I could see the nVidia card and also that I was using the default Fedora nouveau driver. Many of the threads mentioned that there were, apparently, aspects of nVidia cards that are not accounted for by the nouveau driver, so the recommendation is to use a driver supplied directly by nVidia.

I went to the nVidia site and entered the information for my video card, and was able to figure out that I needed a driver from the 304 series of drivers. You can try to install drivers yourself, but it turns out that they are already packaged properly for dnf install on the nonfree side of the RPMFusion repository (including installation instructions).

> dnf -y update
> dnf install akmod-nvidia-304xx xorg-x11-drv-nvidia-304xx
> reboot

When I tried to reboot, however, the graphics would no longer start up correctly. It turns out there is one more step required to get the akmod you just installed to be rebuilt correctly.
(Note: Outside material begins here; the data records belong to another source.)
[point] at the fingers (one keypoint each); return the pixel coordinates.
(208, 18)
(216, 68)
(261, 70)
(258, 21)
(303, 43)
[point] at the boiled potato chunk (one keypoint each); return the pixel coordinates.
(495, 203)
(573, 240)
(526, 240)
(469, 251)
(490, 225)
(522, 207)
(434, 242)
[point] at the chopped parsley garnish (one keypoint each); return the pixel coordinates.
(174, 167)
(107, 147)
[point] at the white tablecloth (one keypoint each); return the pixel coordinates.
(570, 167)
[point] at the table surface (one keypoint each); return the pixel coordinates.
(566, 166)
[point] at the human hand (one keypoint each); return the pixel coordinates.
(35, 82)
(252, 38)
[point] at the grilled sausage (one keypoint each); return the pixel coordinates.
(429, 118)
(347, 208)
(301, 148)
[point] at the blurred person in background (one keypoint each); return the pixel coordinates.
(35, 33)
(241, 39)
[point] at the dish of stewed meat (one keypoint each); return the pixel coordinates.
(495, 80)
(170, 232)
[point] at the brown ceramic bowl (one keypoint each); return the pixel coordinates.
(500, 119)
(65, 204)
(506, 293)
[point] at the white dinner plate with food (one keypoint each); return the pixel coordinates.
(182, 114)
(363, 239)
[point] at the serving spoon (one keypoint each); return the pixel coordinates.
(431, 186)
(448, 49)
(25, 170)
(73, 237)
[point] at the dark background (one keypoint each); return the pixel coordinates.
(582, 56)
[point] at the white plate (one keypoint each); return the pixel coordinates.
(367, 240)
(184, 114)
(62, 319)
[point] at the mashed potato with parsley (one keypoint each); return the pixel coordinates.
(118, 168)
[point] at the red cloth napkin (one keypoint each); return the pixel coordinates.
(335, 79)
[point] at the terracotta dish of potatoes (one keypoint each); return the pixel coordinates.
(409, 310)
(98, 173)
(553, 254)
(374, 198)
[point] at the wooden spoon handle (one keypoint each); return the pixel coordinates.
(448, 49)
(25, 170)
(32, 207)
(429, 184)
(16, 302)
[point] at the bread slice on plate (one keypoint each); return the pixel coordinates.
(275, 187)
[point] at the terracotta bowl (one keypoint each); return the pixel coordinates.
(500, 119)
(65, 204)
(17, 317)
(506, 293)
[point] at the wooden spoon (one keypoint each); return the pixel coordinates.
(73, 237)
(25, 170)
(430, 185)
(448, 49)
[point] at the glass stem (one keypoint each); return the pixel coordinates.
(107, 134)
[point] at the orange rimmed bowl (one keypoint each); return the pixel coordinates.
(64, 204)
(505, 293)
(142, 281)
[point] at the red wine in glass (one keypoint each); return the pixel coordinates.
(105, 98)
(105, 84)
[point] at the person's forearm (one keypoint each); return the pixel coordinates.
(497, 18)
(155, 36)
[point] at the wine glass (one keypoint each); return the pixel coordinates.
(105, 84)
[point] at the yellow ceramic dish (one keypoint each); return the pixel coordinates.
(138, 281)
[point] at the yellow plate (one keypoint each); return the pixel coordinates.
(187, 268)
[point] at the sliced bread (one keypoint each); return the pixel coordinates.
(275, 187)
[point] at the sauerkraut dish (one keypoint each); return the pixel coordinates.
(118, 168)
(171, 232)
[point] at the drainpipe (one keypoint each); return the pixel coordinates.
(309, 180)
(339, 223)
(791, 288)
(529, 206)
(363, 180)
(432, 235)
Since the graphics are now busted, you need to ssh into the machine and force the rebuild.

> akmods --force
> reboot

At this point, my graphics came up correctly, although the boot process for the GNOME shell seems glitchy, often crashing the shell. Fortunately, if I just wait a moment, eventually everything refreshes and the shell restarts and everything seems to run properly thereafter. I have not had any more screen freezes since I installed the driver, but only time will tell if the issue is properly fixed.

I am also a bit concerned that when I next run a dnf update that I will have to go through some or all of the process again to make the drivers work properly with any newer kernel, but that is material for a future post.